Sal Da Vinci trionfa a Sanremo: "Vince chi viene dal basso"
L'artista dedica il successo alla moglie Paola e conferma la sfida all'Eurovision: "Orgoglioso di portare la musica italiana nel mondo".
C'è un'emozione che le parole faticano a contenere, un calore che va oltre il trofeo di cristallo sollevato al cielo. Sal Da Vinci è il vincitore del Festival di Sanremo 2026, e la sua prima conferenza stampa da campione è un mix di umiltà, gratitudine e orgoglio per le proprie radici.
Una vittoria collettiva
"L’emozione è veramente indescrivibile," ha esordito l'artista, visibilmente commosso. "Ho ancora addosso sulla mia pelle questo affetto clamoroso che tutti mi hanno regalato". Per Sal Da Vinci, questo successo non è un traguardo individuale, ma un riscatto per un'intera comunità:
"È la vittoria di un popolo e la vittoria di tutti quelli che hanno perseverato nel seguire un sogno. Faccio questo mestiere da quando avevo 7 anni e l'ho continuato tra cadute e salite ripide. Non è stato facile, ma è la vittoria di tutti quelli come me che vengono dal basso".
Destinazione Eurovision: "Per sempre sì"
Dopo i festeggiamenti, lo sguardo si volge già oltre i confini nazionali. Alla domanda di rito sulla partecipazione all'Eurovision Song Contest, il cantante non ha mostrato esitazioni, nonostante la consapevolezza della sfida:
L'orgoglio: Rappresentare la musica italiana nel mondo.
L'impegno: Una sfida definita "grande" ma bellissima.
La conferma: "L’ho detto dall’inizio: per sempre sì".
Il segreto del successo: Paola
Dietro il grande artista c'è una storia d'amore che dura da oltre quarant'anni.
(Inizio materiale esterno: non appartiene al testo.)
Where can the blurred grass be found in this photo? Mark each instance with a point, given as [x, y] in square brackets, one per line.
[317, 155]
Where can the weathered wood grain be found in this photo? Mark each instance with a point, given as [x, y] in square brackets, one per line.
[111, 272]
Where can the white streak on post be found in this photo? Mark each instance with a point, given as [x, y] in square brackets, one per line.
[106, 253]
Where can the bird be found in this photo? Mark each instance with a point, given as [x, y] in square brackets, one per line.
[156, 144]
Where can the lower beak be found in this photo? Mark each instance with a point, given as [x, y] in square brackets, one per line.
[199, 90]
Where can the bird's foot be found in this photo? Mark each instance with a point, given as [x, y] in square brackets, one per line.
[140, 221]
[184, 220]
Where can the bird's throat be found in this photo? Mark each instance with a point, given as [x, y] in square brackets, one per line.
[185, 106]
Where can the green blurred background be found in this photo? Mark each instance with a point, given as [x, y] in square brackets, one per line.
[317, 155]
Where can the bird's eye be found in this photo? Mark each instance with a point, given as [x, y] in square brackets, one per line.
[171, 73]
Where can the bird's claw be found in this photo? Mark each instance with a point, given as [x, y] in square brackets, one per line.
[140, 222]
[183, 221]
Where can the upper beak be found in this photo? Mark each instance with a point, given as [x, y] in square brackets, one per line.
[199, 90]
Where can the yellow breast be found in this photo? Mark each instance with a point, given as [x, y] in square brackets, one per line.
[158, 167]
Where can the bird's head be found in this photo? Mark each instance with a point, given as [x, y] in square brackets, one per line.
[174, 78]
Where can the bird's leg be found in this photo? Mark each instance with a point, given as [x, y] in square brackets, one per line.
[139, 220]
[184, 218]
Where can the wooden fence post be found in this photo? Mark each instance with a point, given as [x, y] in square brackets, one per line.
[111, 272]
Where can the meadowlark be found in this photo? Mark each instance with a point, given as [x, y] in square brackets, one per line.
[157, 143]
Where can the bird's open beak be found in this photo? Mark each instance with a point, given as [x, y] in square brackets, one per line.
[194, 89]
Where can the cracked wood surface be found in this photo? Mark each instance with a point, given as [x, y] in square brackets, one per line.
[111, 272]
Sal ha dedicato parole cariche di dolcezza alla moglie Paola Pugliese, definendola la sua ancora di salvezza.
"Paola è stata una compagna di vita importante. Grazie a lei sono riuscito a sopravvivere nella tana dei lupi", ha confessato. Il ricordo va subito alle origini: dal primo bacio a Posillipo nel 1984 fino al palco dell'Ariston. Un legame diventato simbiosi, dove "non servono più parole, basta guardarsi".
Il podio della perseveranza
La vittoria di Sal Da Vinci segna un punto di svolta per il Festival, premiando una carriera costruita mattone dopo mattone, con la dignità di chi non ha mai dimenticato da dove è partito. La "salita ripida" è finita: ora per Sal si aprono le porte dell'Europa.